Iceland’s Minister of Health, Svandís Svavarsdóttir, announced that the current entry restrictions will remain in place until October 20, in an effort to protect Icelandic citizens from the easily transmitted COVID-19 virus.
In a press release issued by the authority, infection rates are expected to rise, as predicted by the World Health Organization (WHO) and the European Center for Disease Prevention and Control (ECDC). Therefore, according to them, governments should start preparing for the surge, which will be prominent during the first weeks or months of winter, TheSchengen.com reports.
“In light of the development of the epidemic abroad and the experience in Iceland of a complete lifting of restrictions, I think it is more concerning about the relaxation of epidemiological measures in Iceland than the current ones,” the chief epidemiologist stated, and also suggested entry restrictions should be extended for another month.

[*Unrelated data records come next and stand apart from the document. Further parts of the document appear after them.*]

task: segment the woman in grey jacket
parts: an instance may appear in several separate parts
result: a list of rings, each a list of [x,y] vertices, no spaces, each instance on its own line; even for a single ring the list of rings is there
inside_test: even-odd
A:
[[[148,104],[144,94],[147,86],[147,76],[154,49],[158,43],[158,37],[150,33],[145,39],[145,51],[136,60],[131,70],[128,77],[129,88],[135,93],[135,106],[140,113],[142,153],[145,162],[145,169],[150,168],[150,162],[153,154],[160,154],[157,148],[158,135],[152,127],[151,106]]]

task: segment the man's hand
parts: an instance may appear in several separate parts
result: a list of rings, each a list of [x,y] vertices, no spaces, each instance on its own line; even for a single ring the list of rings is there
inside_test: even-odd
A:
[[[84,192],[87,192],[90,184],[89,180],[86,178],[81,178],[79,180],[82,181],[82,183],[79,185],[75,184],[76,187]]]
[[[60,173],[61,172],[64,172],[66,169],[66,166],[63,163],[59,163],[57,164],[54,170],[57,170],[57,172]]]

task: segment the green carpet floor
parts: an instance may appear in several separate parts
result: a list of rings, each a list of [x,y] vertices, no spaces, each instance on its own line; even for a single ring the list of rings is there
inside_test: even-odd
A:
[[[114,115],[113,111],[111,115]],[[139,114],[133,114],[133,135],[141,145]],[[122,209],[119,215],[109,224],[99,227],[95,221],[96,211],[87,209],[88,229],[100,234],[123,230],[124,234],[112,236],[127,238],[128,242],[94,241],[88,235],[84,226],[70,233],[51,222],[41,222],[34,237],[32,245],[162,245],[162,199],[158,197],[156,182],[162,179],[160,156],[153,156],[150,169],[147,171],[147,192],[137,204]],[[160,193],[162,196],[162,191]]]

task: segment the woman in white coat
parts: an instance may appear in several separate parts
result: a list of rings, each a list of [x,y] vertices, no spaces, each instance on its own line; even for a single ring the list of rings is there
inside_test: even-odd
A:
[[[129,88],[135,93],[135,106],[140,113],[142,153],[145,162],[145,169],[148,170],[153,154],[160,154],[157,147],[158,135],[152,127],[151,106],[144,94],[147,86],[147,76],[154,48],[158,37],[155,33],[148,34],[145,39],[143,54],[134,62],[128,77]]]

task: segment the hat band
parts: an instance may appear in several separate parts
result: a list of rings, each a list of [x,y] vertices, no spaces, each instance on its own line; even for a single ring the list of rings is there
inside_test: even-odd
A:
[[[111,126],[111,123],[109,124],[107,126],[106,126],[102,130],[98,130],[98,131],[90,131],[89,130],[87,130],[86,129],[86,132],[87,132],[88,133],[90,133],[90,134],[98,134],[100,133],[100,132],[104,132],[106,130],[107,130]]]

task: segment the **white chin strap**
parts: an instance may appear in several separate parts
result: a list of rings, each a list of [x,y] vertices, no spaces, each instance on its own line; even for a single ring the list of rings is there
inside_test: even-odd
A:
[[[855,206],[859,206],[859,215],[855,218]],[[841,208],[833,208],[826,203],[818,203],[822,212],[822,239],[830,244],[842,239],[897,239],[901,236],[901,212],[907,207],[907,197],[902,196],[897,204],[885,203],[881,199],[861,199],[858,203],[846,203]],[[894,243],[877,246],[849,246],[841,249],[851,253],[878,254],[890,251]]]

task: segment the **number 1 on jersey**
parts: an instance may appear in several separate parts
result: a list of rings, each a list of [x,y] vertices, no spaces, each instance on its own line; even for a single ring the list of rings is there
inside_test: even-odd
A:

Although the health minister agreed that restrictions should remain in place, she plans to update the guidelines every two weeks.
With infection rates low and vaccination rates reaching about 70 percent of the population, local disease control measures were lifted in June, and this was later facilitated for passengers getting tested at the border. However, after the termination of these measures, the epidemiological situation in Iceland worsened, with unvaccinated individuals such as children being the most affected. During this time, two severe cases infected with the virus were hospitalized.
Since 1 October, Icelandic citizens returning home or to their loved ones have been able to do so without having to undergo a COVID-19 test before or upon arrival. This decision was made in an effort to ease precautionary measures for travelers.
Passengers on connecting flights that do not leave the border crossing point will also be exempted from presenting such a certificate. However, as before, those with ties to Iceland must be sampled after arriving in the country, with the exception of children born in or after 2005, the press release said, noting that the decision will be in effect until November 6.
According to the statistics of COVID-19 in Iceland, the infection rate per 100,000 inhabitants in the last 14 days is 123.3 positive cases, while the border cases were recorded at 6.8.
Moreover, since February 2020, 12,035 positive cases with COVID-19 have been recorded in the country. Currently, there are 44 positive cases reported by the authorities, of which 32 have been reported in the past 24 hours, nine of which are in hospital, and one case is being treated in intensive care facilities. The hardest-hit region of the country is the northeastern region, which has the highest number of cases.
ECDC reveals that 91.9 percent of Iceland’s population has received the first vaccine, while 90.8 percent of the adult population has been fully vaccinated. The country has received 649,230 vaccine doses, of which 503,110 doses have already been given to Icelandic citizens.